最も有名なのが、レロ書店(Libraria Lello)でしょう。
アンティークな木製のらせん階段を中心として本棚がズラリと並ぶアンティークな雰囲気の小さな書店ですが、「作品内に登場する魔法の書店のモデルになったのでは?」と一躍有名になりました。
他にも、原作者が通っていたカフェには「作品のアイディアが浮かんだら、テーブルにあった紙ナプキンに走り書きしていた」というエピソードがあったり、原作者が通っていたバー兼クラブが「魔法の村にあるパブのモデルになったのでは?」と噂されていたりと、とにかくハリー・ポッタースポットが多く点在するポルト。
ポルトでは「J.K.ローリング氏がポルトに滞在していなかったら、ハリー・ポッターの世界観は生まれなかった。ポルトがハリー・ポッター誕生の地だ!」と真剣に豪語する人もいるとかいないとか…。
世界遺産に指定されている美しい町並みの観光も魅力的ですが、この噂の真相を自分の目で確かめるのも良いかもしれませんね。
7.ペドロとイネスの悲恋物語:コインブラ/アルコバサ
最後に紹介するのは、ポルトガル人が大好きな悲しい愛の物語。
ポルトガル中部が舞台である「ペドロとイネスの悲恋物語」は、映画化もされているほどにポピュラーな伝説です。
儚くも美しいお話ですが、何とこちらはただの伝説ではなく完全なる史実。
そう、実際に起こったことなのです。(脚色はされているでしょうが)
コインブラとアルコバサ、二つの町を舞台に繰り広げられるドラマのようなお話を簡単に紹介します。

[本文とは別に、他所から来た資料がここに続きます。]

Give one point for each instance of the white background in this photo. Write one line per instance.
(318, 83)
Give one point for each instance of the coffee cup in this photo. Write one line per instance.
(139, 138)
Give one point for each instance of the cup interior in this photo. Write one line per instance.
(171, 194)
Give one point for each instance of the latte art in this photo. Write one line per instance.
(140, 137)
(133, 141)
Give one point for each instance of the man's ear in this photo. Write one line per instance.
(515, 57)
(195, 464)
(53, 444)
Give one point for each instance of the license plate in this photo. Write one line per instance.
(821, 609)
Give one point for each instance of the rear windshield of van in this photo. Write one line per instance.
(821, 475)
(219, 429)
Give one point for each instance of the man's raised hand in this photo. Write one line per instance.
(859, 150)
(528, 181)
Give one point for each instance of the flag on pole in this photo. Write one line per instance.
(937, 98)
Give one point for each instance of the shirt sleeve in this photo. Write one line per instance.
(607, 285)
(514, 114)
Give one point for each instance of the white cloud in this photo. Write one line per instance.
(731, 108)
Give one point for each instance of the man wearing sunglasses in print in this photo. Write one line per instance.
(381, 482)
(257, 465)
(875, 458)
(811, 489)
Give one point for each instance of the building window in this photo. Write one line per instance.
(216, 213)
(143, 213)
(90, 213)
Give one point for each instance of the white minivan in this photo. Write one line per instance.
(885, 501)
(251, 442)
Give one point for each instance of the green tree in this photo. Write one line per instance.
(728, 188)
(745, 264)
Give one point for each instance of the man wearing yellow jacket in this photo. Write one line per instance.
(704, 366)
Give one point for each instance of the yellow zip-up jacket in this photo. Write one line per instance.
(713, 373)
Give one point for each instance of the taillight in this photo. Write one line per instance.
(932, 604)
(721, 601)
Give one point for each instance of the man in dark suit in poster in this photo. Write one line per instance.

「ペドロとイネスの悲恋物語」あらすじ(コインブラ編)
時は1339年のこと。
当時のポルトガル王国の王子であったペドロは、父であり国王であったアフォンソ4世によって、隣国のカスティーリャ王国 (現在のスペイン) の王女・コンスタンサと結婚させられます。
ところが、コンスタンサがポルトガルに嫁いできた際、使いとして同行してきたイネス・デ・カステロと恋に落ちてしまったペドロ王子。
コンスタンサという正式な妻がいるにもかかわらず、イネスを妾として寵愛するようになりました。
コインブラに現在も残るある涙の館 (Quinta das Lágrimas) の庭園で愛を深め合った二人。
1345年にコンスタンサが病に臥して亡くなった後は、正式ではないもののイネスはペドロの「後妻」のような立場になります。
彼らはコインブラの旧サンタ・クララ修道院で3人の子供たちとともに新しい暮らしを始めました。
しかしながら、ペドロの父である国王・アフォンソ4世は、ペドロの先妻・コンスタンサの出身であるカスティーリャ王国からの強大な圧力を恐れたため、息子たちの関係を良く思いませんでした。
1355年の1月のこと。
アフォンソ4世が密かに国王が送った家臣たちによって、コインブラの涙の館の庭園にある涙の泉付近でイネスは喉をかき切られて殺害されてしまいます。
それからは悲しみに暮れる日々を送るペドロ王子。
愛した人を死に至らしめた父やその家臣たちに対して反旗を翻します。
幸か不幸か、イネス暗殺から2年後の1357年に父のアフォンソ4世がなくなり、ペドロはペドロ1世としてポルトガル国王の座に就きます。
時が経っても消えることのない憎しみの炎。
ペドロはイネスの殺害に加担した者を把握するため、古くからの家臣たちにイネスの亡骸にキスをさせるという踏み絵のような行為を課し、イネスの殺害に関わった3人の家臣を「生きたまま心臓をえぐり取る」という残酷な方法で殺害しました。
その後、「イネスとは生前に正式な婚約を交わしていた」と宣言し、亡き彼女をポルトガル王国の王妃であると認めさせます。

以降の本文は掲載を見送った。